I love the quote in this poster. We have a general idea of what kind of story we intend to write but it can easily veer off in other directions. More than once, I've noticed a critique at my online writers group that tells the writer that she's totally off the topic or that she has two stories going at the same time. Pick one or the other and go with it. the critter might say. Or write two stories--that would be even better.
You might take some time to look at your previously published stories, articles and essays. Note the opening line and then see where it went from there. Ask yourself three things:
1. Was it a good hook?
2. Did it guide you?
3. Did it make you want to keep writing?
Did your opening line take the story where you intended? Or did you take a few detours along the way and ended up with another story? It can work either way.
Here are the opening lines to 5 of my published stories. Do you think it was easy to move on from each of these sentences? Did any one of them seem to hook you better than the others?
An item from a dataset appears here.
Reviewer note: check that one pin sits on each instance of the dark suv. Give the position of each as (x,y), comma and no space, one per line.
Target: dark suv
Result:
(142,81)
Number 3 was the one that I wrote without knowing how to get to the story swirling in my head, but I wrote that line and the story went on, seemingly by itself.
1. Painful Christmases etch themselves into our hearts and minds, never to be forgotten. (From A Christmas For Julie)
2. Children have been enchanted by fairy tales penned by the Grimm brothers and Hans Christian Andersen for centuries. (From A True Fairy Tale)
3. “I can do it, Mama. Please let me,” I pleaded. (From A Message in the Night)
4. Our heads were fuzzy and our legs like jelly when we left the long, overnight flight from
5. Dad couldn't deal with handicapped individuals. (From The Perfect Grandchild)
Give some thought to you opening lines. Then savor each new one you write. As Beatrix Potter said, "There is something delicious about writing the first words of a story."